The possible breakthrough follows more than half a century of mostly stormy relations between Beijing and the Holy See. After Mao Zedong seized power in 1949, the Vatican's anti-communist envoy was expelled (he fled to Taiwan), and a state-sanctioned "patriotic" Catholic association was launched. In 1958, its bishops began conducting ordinations without Vatican approval, splitting China's 12 million Catholics between the patriotic congregation and the pro-Vatican underground church. Ever since, the question of who has the authority to ordain bishops has been a prickly one--until 2004, when priests from the patriotic church began overtly seeking Vatican approval before agreeing to be ordained by official bishops. About half a dozen bishops in provinces such as Hebei and Shaanxi have been ordained in this fashion.
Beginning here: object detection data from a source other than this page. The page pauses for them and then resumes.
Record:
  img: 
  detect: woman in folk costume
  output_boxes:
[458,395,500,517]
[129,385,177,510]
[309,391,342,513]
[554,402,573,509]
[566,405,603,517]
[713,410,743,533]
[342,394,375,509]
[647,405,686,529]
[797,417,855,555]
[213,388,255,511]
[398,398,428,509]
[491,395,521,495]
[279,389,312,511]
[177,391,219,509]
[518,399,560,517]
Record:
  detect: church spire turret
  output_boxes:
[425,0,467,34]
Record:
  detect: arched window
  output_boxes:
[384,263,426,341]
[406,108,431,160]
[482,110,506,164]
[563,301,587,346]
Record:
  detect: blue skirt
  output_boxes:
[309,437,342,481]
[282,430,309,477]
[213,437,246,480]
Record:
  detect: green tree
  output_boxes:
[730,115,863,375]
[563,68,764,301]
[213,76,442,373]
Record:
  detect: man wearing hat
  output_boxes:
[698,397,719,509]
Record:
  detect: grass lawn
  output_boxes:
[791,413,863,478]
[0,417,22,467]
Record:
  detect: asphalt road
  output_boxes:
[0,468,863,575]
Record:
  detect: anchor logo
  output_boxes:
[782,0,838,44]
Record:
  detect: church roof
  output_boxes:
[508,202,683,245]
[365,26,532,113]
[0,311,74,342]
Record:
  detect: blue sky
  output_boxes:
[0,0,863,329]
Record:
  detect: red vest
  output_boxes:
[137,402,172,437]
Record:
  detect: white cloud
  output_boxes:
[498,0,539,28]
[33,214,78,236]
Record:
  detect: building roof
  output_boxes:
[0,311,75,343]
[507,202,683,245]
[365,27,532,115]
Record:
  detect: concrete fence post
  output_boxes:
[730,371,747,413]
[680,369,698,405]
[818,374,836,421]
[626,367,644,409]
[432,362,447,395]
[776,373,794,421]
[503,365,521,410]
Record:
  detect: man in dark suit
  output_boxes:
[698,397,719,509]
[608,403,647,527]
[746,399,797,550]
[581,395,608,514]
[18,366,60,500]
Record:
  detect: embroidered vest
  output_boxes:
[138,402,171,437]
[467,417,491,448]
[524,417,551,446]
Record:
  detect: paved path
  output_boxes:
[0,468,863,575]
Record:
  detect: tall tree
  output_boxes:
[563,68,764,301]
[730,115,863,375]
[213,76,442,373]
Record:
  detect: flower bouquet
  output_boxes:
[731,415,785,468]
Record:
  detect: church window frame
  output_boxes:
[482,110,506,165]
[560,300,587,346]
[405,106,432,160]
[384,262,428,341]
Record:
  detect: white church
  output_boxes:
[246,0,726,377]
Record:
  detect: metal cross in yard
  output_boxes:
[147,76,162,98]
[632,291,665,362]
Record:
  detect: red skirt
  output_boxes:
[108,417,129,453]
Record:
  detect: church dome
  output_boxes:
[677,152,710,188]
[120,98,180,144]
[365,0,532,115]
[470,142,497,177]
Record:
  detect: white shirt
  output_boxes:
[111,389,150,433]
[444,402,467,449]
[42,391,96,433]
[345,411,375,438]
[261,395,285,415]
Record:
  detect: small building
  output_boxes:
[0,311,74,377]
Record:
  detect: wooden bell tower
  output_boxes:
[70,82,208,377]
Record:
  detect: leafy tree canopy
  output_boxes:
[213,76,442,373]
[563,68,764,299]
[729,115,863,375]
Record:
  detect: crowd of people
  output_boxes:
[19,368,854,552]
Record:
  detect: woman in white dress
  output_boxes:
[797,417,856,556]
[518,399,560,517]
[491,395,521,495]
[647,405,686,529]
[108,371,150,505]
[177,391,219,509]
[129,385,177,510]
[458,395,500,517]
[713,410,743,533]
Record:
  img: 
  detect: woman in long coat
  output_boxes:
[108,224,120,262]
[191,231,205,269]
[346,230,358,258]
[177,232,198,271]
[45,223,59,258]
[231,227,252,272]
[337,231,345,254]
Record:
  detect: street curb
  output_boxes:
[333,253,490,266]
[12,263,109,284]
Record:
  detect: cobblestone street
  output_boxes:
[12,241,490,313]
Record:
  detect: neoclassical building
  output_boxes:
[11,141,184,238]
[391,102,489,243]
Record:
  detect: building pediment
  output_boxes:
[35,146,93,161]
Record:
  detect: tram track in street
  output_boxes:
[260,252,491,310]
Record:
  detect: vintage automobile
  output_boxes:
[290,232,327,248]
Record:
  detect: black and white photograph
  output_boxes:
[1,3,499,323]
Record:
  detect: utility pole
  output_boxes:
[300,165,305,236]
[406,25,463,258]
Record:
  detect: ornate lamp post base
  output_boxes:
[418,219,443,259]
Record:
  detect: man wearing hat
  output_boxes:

The April 2005 death of Pope John Paul II raised hopes that a normalization of ties might be imminent. In fact, a series of quiet breakthroughs already had taken place during the late pope's reign. Over the past decade, so many of China's 70 official bishops have sought Vatican validation that today only five or six have not received the pope's blessing, says Prof. Ren Yanli of the Chinese Academy of Social Sciences, China's top Vatican watcher. "The vast majority of bishops of the official church have been legitimized by the magnanimity of the Holy Father," confirmed Msgr. Joseph Zen, bishop of Hong Kong, speaking at a Vatican synod in October. "The church in China which appears to be divided into two... is actually a single church."
To be sure, obstacles remain. Persecution persists in some areas, where Chinese authorities harass underground Catholics and detain their leaders. When Pope Benedict XVI reached out to Beijing by inviting four Chinese bishops--two identified with the underground church and two key "patriotic" bishops, including Jin--to last year's synod, Chinese authorities didn't allow any of them to participate. (Beijing didn't want to acknowledge the ecclesiastical status of underground bishop Wei Jingyi of Qiqihar--since he's not considered an official bishop.)
Historically, Beijing has made two demands of the Vatican. First, the Holy See must sever diplomatic ties with Taipei (which Vatican representatives have said they're willing to do "immediately"). Second, religion must not be used as an excuse to meddle in China's internal affairs. By giving its blessing to clergy who are clearly supported by Beijing, the Vatican hopes to get around the issue--retaining papal authority without needlessly antagonizing Chinese leaders.
The Vatican's relationship with Jin is a clever move. It helps bring Shanghai's patriotic church into the Roman Catholic fold. (Jin claims that 90 percent of Shanghai Catholics belong to the patriotic church, while only 10 percent remain underground.) And for Jin, it appears to validate his decision to work within the patriotic church--even though he's believed to have quietly received Vatican validation sometime in recent years. "Ten years ago, there were still people saying we shouldn't open seminaries, we should wait for the fall of communism," he recalls. "If I'd listened to their advice, there would now be only six old priests like me in Shanghai." Instead, the Shanghai diocese has 62 young priests, and its seminaries have trained 350 priests who work throughout China, he says.
One vocal critic of the patriotic church remains Andrew Tsien, a retired 80-year-old bishop of Taiwan's Hualien diocese. Since the early ' 90s Tsien has approached the Vatican several times in an attempt to gain recognition for China's underground bishops. "But Rome is deaf to their voice," he laments. Normalizing Vatican-China relations isn't a done deal yet, but it's closer.